A Viscoelastic-Plastic Behaviour Analysis of Expanded Polystyrene under Compressive Loading: Experiments and Modelling

Abstract

Generally, when soil has poor properties (unstable or compressible soils) it is possible to use EPS foam in road construction, because this material has low density. In this case, it is necessary to investigate the mechanical properties of EPS. In this work, an experimental study and modelling investigation were performed in order to determine the EPS mechanical behaviour under compressive loading. The experimental results show that the global compression behaviour of EPS is characterised by three stages. The linear elastic stage is defined by an initial tangent modulus E* followed by a non-linear elastic part. The second stage, which is described by a plateau, is characterised by a stress threshold σs*. Finally, the densification stage corresponds to large compressive strains when the material of the cell walls is entirely compressed.
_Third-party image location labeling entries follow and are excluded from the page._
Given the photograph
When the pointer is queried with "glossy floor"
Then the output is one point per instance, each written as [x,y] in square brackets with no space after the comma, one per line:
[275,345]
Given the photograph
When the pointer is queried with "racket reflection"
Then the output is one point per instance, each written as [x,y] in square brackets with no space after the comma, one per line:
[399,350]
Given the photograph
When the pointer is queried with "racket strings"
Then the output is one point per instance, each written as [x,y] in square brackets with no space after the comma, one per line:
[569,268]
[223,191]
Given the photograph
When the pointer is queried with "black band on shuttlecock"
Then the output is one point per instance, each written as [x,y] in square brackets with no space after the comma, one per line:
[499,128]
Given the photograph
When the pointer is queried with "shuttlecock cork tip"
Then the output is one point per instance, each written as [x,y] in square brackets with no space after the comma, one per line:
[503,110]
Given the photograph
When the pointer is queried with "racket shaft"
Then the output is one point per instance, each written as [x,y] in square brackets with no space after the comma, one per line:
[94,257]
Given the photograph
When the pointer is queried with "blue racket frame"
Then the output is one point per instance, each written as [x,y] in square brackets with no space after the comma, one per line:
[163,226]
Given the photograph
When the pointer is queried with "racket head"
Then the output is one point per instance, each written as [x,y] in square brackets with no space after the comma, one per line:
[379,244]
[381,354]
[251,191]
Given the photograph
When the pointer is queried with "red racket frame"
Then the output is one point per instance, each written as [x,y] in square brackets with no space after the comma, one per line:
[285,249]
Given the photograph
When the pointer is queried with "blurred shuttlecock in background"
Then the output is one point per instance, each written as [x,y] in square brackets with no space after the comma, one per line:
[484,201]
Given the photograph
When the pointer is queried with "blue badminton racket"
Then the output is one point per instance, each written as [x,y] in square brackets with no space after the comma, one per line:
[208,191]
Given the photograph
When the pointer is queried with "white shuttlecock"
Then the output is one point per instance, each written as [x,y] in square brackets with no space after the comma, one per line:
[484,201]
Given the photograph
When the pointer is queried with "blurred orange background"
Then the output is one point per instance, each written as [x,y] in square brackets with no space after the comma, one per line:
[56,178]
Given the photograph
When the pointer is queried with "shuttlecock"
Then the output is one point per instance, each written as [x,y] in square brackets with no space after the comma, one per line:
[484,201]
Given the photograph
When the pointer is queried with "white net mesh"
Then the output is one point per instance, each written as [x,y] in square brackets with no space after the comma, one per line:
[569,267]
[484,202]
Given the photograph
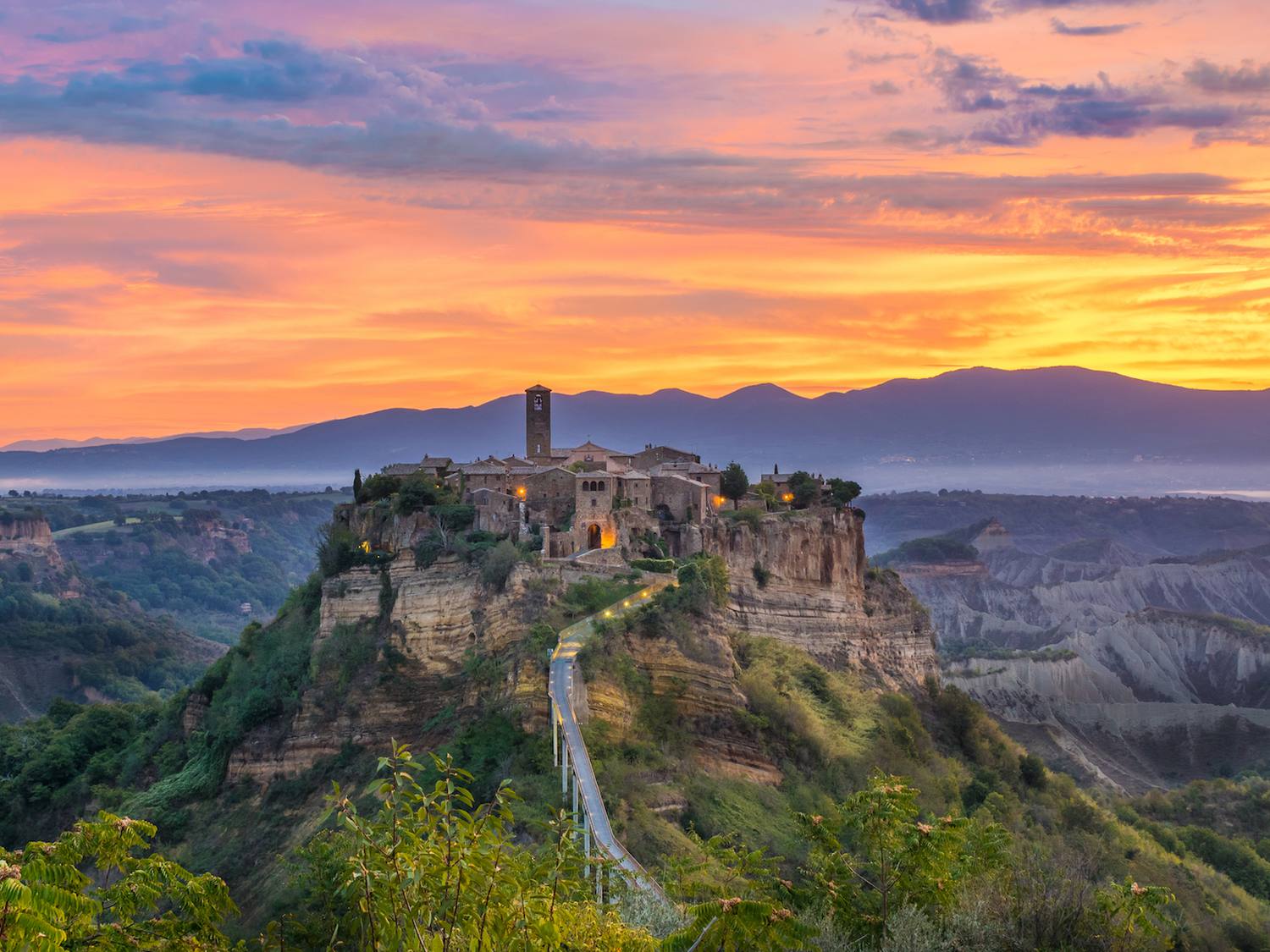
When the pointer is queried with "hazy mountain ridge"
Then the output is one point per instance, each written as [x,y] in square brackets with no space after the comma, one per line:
[975,421]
Globally, the apparent density of EPS plays an important role. In fact, when the density increases Young's modulus and threshold stress increase, but the densification strain decreases. A phenomenological mechanical model is verified in order to simulate the EPS viscoelastic-plastic behaviour under compressive loading. This model, which is based on a super-position of viscoelastic and elastic-plastic behaviour, introduces six parameters determined by an identification technique. The results obtained in terms of the stress-strain curves are in a good agreement with the experimental data. Using “Castem 2000” finite element software, the numerical simulations were achieved in order to describe the mechanical behaviour of the EPS material. This shows that it is possible to use numerical simulation in order to compute EPS structure used in road laying.